- Genre: Afternoon news and talk show
- Presented by: Lucy Kennedy Martin King Claire Solan
- Country of origin: Ireland
- Original language: English

Production
- Production locations: Ballymount, Dublin
- Camera setup: Multi Camera

Original release
- Network: TV3 3e
- Release: 30 September 2013 – 16 February 2015

Related
- Ireland AM Midday Xposé TV3 News

= Late Lunch Live =

Late Lunch Live is an Irish afternoon television show on the channel TV3, which later became Virgin Media One. It premiered live on 30 September 2013 airing every Monday to Friday from 14:00. By 2014 the show was moved to a new timeslot of 15:30 to 16:30.

The program features news and weather updates, showbiz, fashion, beauty, food, health and lifestyle. Its in-studio presenters are Lucy Kennedy, Martin King and previously reporter Claire Solan took part in the show.

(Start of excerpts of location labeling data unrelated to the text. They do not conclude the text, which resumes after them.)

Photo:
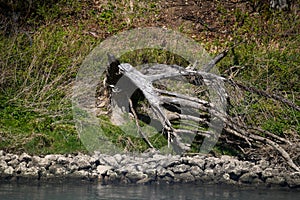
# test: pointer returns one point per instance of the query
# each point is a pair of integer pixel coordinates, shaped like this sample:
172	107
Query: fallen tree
124	86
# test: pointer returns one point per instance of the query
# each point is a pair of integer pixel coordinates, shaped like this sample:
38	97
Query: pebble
144	169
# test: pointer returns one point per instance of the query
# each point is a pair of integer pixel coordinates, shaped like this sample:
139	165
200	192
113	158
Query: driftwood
124	83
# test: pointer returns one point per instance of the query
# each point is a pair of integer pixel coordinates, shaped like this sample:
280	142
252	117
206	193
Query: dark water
163	191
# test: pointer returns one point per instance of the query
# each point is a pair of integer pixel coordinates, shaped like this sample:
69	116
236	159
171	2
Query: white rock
9	170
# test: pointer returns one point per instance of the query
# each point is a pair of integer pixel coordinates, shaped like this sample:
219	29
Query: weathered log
165	106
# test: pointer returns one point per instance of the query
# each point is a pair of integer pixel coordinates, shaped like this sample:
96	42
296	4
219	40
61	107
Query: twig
145	138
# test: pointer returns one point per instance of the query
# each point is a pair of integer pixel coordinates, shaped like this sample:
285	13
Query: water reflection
87	191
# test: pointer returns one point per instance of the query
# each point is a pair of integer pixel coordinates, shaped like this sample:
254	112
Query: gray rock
226	177
62	160
267	173
264	164
57	170
293	180
134	176
9	170
52	157
277	180
44	162
248	178
25	157
195	170
2	153
3	165
180	168
184	177
102	169
83	164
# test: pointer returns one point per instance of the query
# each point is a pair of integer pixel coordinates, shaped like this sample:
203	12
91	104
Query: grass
45	47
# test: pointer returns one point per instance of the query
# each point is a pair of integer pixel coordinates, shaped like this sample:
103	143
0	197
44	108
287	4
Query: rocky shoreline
144	169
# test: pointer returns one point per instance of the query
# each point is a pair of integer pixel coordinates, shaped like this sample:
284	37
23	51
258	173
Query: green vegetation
43	44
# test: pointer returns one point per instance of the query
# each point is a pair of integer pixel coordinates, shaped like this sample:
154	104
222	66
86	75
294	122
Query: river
88	191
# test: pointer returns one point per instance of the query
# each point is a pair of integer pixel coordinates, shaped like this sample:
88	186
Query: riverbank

As part of the revamp of TV3's Daytime schedule due to falling audience figures an extended version of Ireland AM and Late Lunch Live replace The Morning Show.

On 30 January 2015 TV3 Group confirmed the show's cancellation to make way for a new show called The 7 O'Clock show, which premiered on 16 February 2015. Both presenters of The Late Lunch Live moved to the new show.